The murder of Tupac Shakur has profoundly affected Zaddi. The day after Tupac's death, Zaddi arrived in group overwhelmed by a devastating sense of loss. She spoke with great passion. Zaddi, I should note, has two distinct styles of speaking. One style is the more traditional, formal English, which she reserves for her work in a bank or when she is meeting with adults in authority. As she says: "I talk to college interviewers one way; I talk to my friends another way." Using her informal style, she asked, "Why it have to happen?" The tears that flowed down her face were as copious as those she shed at her mother's funeral. She even commented on this phenomena herself. "Why Mary, why I feel this bad like it my own flesh and blood?" "Well, was he?" I asked.

"Yeah, in some ways he is. He a black man, and he got out of the ghetto. He a success, he made it; my mother she never made it out. But they both got took down: he by a bullet; she by AIDS. Seems like some kinda way something gonna get us black folks so young."

Her statement found resonance in the group. Another group member chimed in, "That's right; that's just the way it is." Another girl offered, "They got so many of our mens locked up in their jails ain't hardly many left to choose from." The young women in the group take up this theme, focusing on the "shortage" of young black men. "They either dead or in jail." One girl reminds me of my challenges to her dating a local drug dealer by saying, "See, you white. You got more choices than we do." Tupac's death opened up a wide-ranging discussion about hope vs. hopelessness and racism in the larger society - issues far more raw and painful than traditional clinical responses to Zaddi's initial comments might have produced.

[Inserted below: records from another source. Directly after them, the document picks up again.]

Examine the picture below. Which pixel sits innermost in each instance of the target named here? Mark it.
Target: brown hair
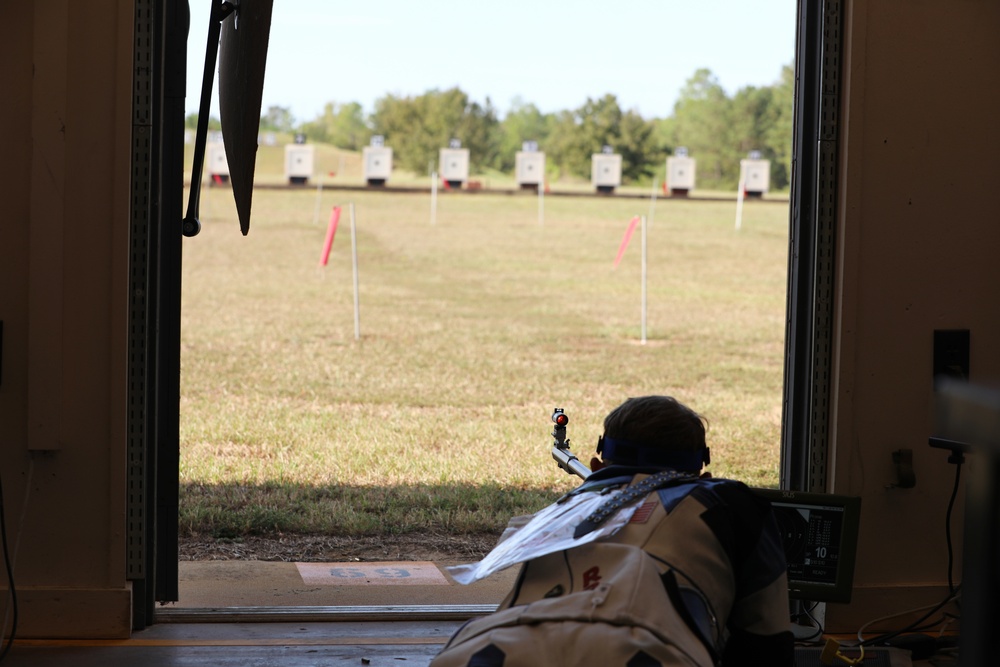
(657, 421)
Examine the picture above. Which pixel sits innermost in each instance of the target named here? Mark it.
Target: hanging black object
(237, 33)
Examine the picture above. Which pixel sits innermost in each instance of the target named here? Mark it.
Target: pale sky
(552, 53)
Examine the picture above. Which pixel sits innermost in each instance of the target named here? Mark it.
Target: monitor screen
(820, 535)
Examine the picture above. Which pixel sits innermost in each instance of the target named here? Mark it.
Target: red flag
(625, 240)
(330, 232)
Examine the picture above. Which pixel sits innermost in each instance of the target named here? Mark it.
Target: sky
(554, 54)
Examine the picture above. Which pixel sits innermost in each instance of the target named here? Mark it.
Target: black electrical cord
(10, 576)
(947, 524)
(957, 458)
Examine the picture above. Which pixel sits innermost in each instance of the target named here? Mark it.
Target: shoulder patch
(643, 513)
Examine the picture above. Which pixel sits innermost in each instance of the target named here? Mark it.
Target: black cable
(957, 458)
(912, 626)
(10, 575)
(947, 527)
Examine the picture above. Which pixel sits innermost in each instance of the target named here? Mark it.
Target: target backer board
(756, 176)
(529, 167)
(215, 160)
(299, 160)
(606, 170)
(454, 164)
(376, 162)
(680, 173)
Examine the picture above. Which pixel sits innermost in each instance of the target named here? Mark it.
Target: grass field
(472, 329)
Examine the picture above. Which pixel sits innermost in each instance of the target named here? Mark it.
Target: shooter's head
(653, 431)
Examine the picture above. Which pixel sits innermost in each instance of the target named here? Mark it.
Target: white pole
(541, 201)
(652, 202)
(739, 198)
(643, 280)
(319, 195)
(433, 197)
(354, 264)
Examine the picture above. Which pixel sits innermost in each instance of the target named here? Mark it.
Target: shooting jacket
(717, 595)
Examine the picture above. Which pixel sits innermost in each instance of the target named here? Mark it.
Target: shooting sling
(599, 604)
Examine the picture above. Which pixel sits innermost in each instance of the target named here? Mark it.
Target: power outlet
(951, 355)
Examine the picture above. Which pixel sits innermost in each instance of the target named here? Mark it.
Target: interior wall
(918, 237)
(65, 73)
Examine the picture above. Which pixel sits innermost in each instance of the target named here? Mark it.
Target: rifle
(560, 447)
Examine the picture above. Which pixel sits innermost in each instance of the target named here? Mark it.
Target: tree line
(718, 130)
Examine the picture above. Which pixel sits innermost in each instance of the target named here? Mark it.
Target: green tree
(701, 122)
(342, 125)
(577, 135)
(277, 119)
(417, 128)
(779, 135)
(523, 122)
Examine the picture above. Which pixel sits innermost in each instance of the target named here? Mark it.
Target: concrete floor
(254, 613)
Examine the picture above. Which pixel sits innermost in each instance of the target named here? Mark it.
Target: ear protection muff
(625, 452)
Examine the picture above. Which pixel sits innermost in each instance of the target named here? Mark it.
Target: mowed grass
(472, 329)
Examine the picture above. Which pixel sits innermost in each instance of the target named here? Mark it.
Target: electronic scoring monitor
(820, 535)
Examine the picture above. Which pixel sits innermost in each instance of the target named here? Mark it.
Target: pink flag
(625, 240)
(330, 232)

At the conclusion of this day's group, Zaddi pulled me aside and asked if we always just have to "sit and talk" in our individual session, suggesting we "do something for a change." After some discussion, we decided to go riotwearether to see the movie Gridlocked, which had just been released. The movie which stars Tupac Shakur, was completed a short time before his death. Although the movie was playing in a theater local to Zaddi, she requested that we see if it was playing in a "better" area. Much later I learned that Zaddi believed that I would feel uncomfortable in her neighborhood.

It is useful to know a little about the plot of the movie before going further. Two buddies, stunned by the overdose and potential impending death of a third friend, decide that it's time to get clean. The movie follows their journey and escapades as they attempt to maneuver the bureaucracy of the "human social service system" in their efforts to enter rehab. I was glad that the second lead in the movie, actor Tim Roth, was English, like myself, as Zaddi pointed out that she was African American like Tupac and I was English like "the other guy." Zaddi commented that I would be able to tell her some of the things he says that she might not understand (because of his accent). As it happens, Roth speaks with an American accent so translation wasn't needed.